= Herman Alfred Schmid =

United States Air Force general

¡Herman Alfred Schmid (3 August 1910 - 12 April 1985) was a brigadier general in the United States Air Force. He served in World War II and the Korean War.

==Biography==
Schmid was born in Milwaukee, Wisconsin in 1910. He graduated from Pasadena Junior College in 1931.

==Career==
In February 1933, Schmid graduated from the Air Corps Advanced Flying School at Kelly Field, Texas, and was commissioned a second lieutenant in the Air Reserve. He flew as a pilot, delivering air mail for the Army for a few months. He was the pilot of a Maxwell Field-based Keystone B-4A that was wrecked in a takeoff accident at the Valparaiso Bombing Range on 25 July 1936. He became a second lieutenant in the Regular Army Air Corps on 1 August 1936, and served as a flying instructor until June 1939. He then supervised civilian flying schools in Oklahoma, before taking various training posts throughout 1941.

During World War II, after assuming more training postings and graduating from the Empire Central Flying School in Hullavington, England in September 1943, he took part in the Burma Campaign, serving as assistant operations and Training Staff Officer in Calcutta, India, in May 1944. He was later assigned as a liaison officer with the Royal Air Force 221 Group.

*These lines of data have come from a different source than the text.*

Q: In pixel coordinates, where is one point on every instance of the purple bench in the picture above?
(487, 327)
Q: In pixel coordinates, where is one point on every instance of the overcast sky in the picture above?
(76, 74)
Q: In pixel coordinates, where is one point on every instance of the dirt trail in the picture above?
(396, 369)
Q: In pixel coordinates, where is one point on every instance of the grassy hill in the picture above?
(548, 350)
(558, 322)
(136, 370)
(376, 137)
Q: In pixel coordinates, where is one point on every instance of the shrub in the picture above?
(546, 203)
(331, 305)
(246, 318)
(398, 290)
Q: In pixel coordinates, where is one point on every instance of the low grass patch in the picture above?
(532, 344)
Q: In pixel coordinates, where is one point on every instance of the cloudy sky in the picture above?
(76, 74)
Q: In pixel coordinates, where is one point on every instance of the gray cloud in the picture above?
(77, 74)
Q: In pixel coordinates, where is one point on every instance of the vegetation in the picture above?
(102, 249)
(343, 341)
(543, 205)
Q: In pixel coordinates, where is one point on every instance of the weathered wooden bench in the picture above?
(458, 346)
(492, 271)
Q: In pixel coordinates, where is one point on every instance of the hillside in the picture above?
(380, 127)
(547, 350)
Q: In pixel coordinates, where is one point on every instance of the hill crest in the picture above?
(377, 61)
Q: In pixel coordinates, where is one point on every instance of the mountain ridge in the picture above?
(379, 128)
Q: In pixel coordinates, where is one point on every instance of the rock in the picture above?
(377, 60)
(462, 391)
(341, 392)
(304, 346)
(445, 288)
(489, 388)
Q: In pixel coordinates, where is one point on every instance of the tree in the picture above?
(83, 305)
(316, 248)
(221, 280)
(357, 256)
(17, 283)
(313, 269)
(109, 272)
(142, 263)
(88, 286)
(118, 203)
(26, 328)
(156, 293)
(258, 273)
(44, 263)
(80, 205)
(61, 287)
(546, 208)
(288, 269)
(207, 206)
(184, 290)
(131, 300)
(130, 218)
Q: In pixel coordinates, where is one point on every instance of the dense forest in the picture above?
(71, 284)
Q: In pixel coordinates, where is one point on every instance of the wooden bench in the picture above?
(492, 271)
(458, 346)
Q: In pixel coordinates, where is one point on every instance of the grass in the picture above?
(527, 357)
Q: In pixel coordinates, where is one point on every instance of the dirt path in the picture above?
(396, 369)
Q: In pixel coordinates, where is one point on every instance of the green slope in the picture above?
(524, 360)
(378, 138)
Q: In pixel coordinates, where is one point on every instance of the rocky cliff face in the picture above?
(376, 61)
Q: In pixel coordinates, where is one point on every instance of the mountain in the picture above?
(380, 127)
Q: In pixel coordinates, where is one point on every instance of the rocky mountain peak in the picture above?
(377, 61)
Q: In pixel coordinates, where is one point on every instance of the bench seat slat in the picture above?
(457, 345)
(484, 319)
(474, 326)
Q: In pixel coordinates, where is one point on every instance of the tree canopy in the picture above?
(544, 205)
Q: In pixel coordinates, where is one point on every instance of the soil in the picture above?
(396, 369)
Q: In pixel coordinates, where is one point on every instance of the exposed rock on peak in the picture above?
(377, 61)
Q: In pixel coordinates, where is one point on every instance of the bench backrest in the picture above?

From July 1945 to February 1946, he commanded the Army Air Force India-Burma Theater Flying Training Center in Karachi. During the war, he flew 92 combat missions, mostly in P-47 Thunderbolts and P-38 Lightnings.

After the war, he returned to the United States and helped reestablish the Air National Guard.

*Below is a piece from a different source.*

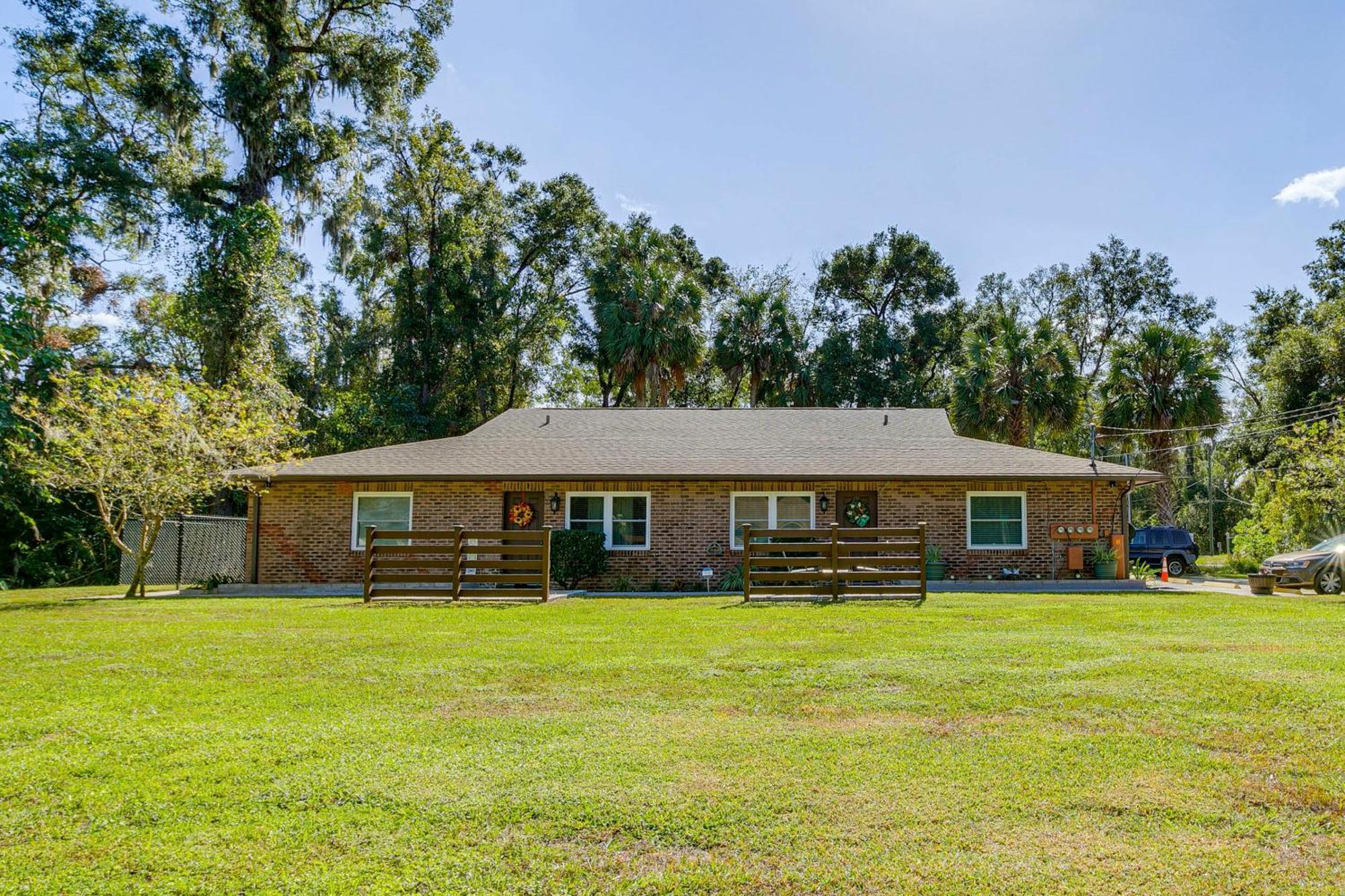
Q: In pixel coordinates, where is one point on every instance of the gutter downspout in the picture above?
(256, 545)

In August 1949, he was assigned as the executive officer of the 4th Fighter-Interceptor Wing. During the Korean War, he took charge of the Suwon Air Base in Korea, then later commanded the 4th Wing, before returning to the United States. He flew the F-86 Sabre jet fighter on 10 missions.

He enrolled in the National War College in August 1952. Following graduation in June 1953, he was named Director of NATO Affairs in the Office of the United States Assistant Secretary of Defense for International Security Affairs. He was named Military Assistant to the United States Assistant Secretary of Defense for International Security Affairs in August 1955.

Awards he received include the Legion of Merit with oak leaf cluster, the Distinguished Flying Cross, and the Air Medal with two oak leaf clusters.